Когда тяжело на сердце, частенько хочется что‑нибудь сломать, уничтожить, разбить. Может, полегчает… Но просто «чего‑нибудь» Александре сейчас было мало! Хотелось весомого, грубого, зримого! Самым подходящим и достойным приложения сил объектом казался ей сейчас «весь мир насилья». Озлясь на себя, на Дяденьку, даже на бедного Ваню Драгомирова, который когда‑то заставил ее испытать «первое горе», она решительным почерком, от спешки прорывая пером бумагу, записала в дневнике: «С меньшевиками я хотела строить, но сейчас время разрушать. Дорогу большевикам! Дорогу левым! Какие уж там „реформы“, строительство и т. п. Еще надо воевать и воевать. Не строить, а разрушать приходится. Война открыла нам глаза, отрезвила нас. Я испытываю чувство громадного облегчения и радости, когда слышу от левых, от большевиков‑интернационалистов, настоящий, старый, забытый революционный язык. Язык „чистого социализма с его непримиримостью“! Надо вверх, вверх от земли. К идеалам!»

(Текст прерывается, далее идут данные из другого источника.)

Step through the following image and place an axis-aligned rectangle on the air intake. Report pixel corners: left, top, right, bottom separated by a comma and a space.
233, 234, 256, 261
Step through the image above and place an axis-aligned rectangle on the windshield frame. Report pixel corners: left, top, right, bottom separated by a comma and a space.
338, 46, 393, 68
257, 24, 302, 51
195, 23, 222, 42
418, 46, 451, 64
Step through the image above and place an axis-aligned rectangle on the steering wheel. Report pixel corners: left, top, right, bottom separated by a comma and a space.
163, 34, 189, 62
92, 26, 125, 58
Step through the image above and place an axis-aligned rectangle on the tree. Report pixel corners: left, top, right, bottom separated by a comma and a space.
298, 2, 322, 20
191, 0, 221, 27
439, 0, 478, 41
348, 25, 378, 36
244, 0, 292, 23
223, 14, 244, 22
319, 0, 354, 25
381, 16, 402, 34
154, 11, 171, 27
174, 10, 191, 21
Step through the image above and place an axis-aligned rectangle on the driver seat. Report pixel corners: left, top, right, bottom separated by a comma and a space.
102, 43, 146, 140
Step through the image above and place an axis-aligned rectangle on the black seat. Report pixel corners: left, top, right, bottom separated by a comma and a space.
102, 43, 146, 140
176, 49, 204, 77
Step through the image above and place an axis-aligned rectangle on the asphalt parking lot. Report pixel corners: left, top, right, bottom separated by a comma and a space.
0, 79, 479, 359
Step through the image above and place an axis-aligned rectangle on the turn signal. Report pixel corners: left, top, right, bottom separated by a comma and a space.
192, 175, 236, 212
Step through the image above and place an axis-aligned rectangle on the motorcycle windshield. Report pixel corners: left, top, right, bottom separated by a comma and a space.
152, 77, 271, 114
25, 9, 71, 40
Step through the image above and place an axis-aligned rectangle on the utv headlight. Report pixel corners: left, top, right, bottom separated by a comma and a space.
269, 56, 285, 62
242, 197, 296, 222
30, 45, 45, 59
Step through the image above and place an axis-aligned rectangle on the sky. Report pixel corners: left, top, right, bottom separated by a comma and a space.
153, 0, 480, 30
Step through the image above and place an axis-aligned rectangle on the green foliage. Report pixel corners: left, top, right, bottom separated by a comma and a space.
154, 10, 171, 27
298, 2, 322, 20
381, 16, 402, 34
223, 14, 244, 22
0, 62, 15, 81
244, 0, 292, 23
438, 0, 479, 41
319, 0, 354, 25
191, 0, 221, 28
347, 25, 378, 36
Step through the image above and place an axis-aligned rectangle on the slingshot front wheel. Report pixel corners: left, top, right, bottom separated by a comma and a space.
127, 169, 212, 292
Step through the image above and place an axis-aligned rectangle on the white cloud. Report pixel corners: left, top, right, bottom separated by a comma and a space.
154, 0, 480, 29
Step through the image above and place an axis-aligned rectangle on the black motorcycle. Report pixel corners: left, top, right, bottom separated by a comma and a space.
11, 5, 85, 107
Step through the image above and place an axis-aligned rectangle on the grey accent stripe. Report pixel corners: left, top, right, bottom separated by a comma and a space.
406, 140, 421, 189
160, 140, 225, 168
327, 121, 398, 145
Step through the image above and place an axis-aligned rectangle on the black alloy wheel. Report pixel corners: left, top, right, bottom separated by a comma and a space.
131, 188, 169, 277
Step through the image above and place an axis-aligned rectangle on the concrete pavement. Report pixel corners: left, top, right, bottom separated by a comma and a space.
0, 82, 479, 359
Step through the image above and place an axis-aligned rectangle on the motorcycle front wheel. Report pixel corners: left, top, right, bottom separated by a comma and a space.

Итак, она «дала обет верности» Ленину. Затолкала подальше прежние разногласия, забыла обиду на Инессу Арманд, которая, с подачи Ильича, вдруг сделалась теоретиком в тех же самых женских вопросах, которые Александра считала своей вотчиной. Чтобы вернуть веру в себя, а заодно — еще больше укрепить доверие к себе Ленина, Александра отправилась в лекционное турне по Америке. Практически ничего не заработав (по глупости не обговорила вовремя условий турне), она тем не менее нашла издателей для ленинских опусов, которые в Европе как‑то вдруг перестали пользоваться успехом, а главное — получила необычайный заряд бодрости благодаря успеху, который имели ее лекции. Это вынуждены были подтвердить даже агенты царской полиции: «Лекции Коллонтай вызвали самый живой интерес у американской публики, среди которой преобладали русские и евреи». На гребне успеха Александра перенеслась в Европу, дала отставку Шляпникову, что было тем более просто сделать, что он рассорился с Лениным, обозвав его «чухотой», надулся, обиделся, что вождь его недооценивает, мечтал найти утешение в любви…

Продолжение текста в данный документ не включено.